CARE homes can can impose ‘no jab, no job’ contracts on new staff, the Justice Secretary has confirmed.
Robert Buckland said care homes must have “obvious rationale” to require employees to be vaccinated.
He added that the Government would not be adopting a “blanket approach” to care homes imposing “no jabs, no jobs” policies.
Speaking to the BBC, he said: “Future contracts and contracts of employment are indeed matters between employers and employees.
“I think that where such conditions are imposed there needs to be a very clear rationale for them.
“In a care home, a closed environment where there are vulnerable residents, I would argue there does seem to be an obvious rationale.
“I think it will depend very much on each setting and the particular context. That is why I don’t think it would be right to say there can be a blanket approach here because we need to go back to the fundamental fact that vaccines are not compulsory here in the UK.

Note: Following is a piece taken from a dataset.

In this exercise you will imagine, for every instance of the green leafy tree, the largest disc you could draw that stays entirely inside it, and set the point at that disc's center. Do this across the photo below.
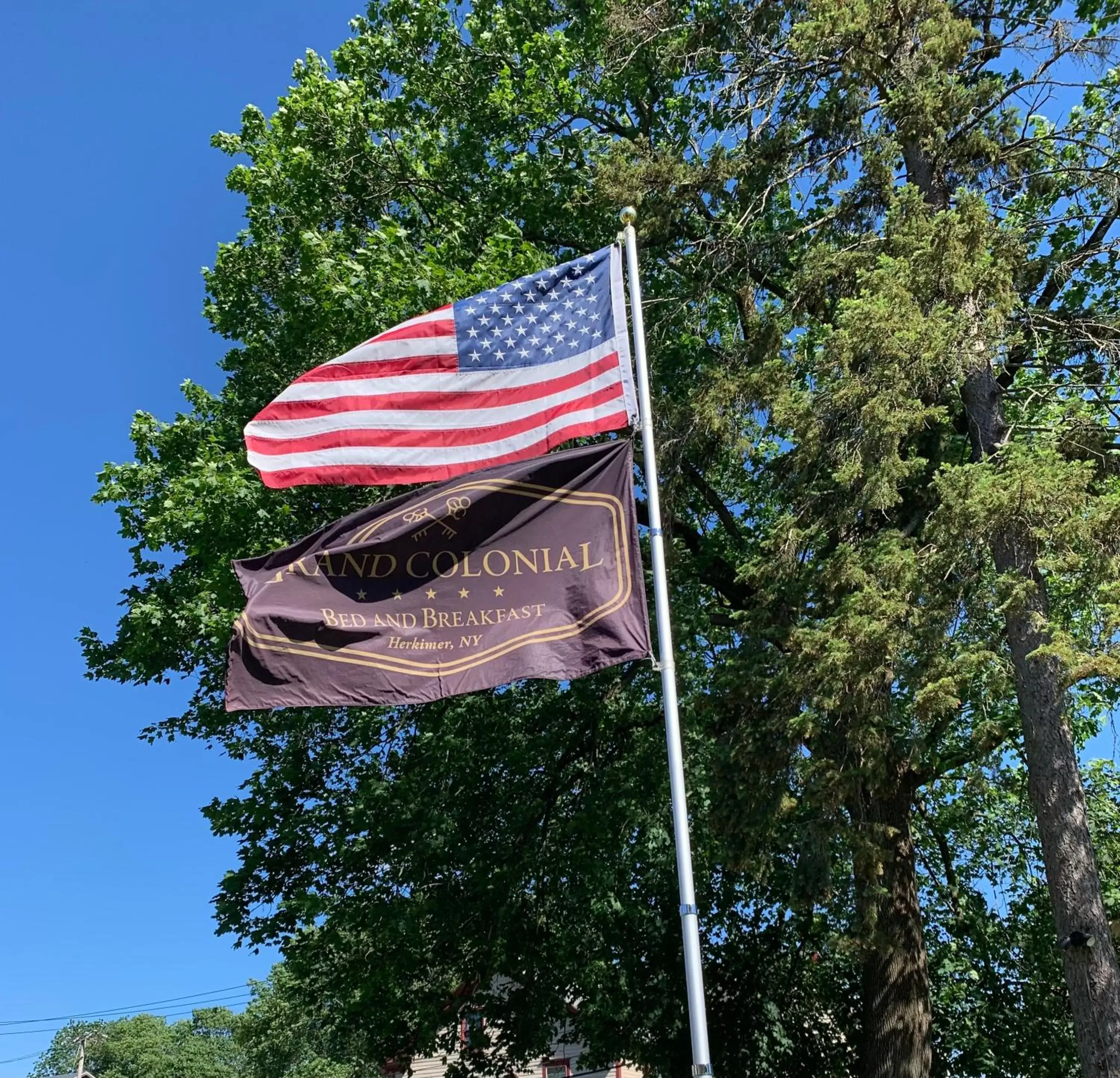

“There’s a very good reason why we don’t do that, where you have people who for genuine medical reasons cannot have the vaccination. There are other considerations more generally about consent.
“If you follow from that, it’s clear to me that, where employers want to take that step, there needs to be a very clear basis before that happens.”
Referring to new contracts, he said it would depend on the terms of employment and other requirements.
At the moment, forcing current employees to have vaccinations is illegal.
However companies can find other ways to encourage their employees to get the Covid-19 vaccine, with some already starting to include vaccination as a term in their contracts.
It comes after Charlie Mullins, Pimlico Plumbers founder, announced he will not be hiring anyone who hasn’t had a Covid vaccine.
Meanwhile Boris Johnson insists businesses should not be able to adopt the “no jabs, no jobs” policy, saying people might have serious reasons for not having the vaccine and companies should not be able to discriminate against them.
The Government is currently aiming to vaccinate those aged 65 and older, after having issued the first jab to just under 16million vulnerable Brits.
The vaccine rollout is currently on stage five out of nine, which must be fulfilled before it is rolled out to healthy adults younger than 55.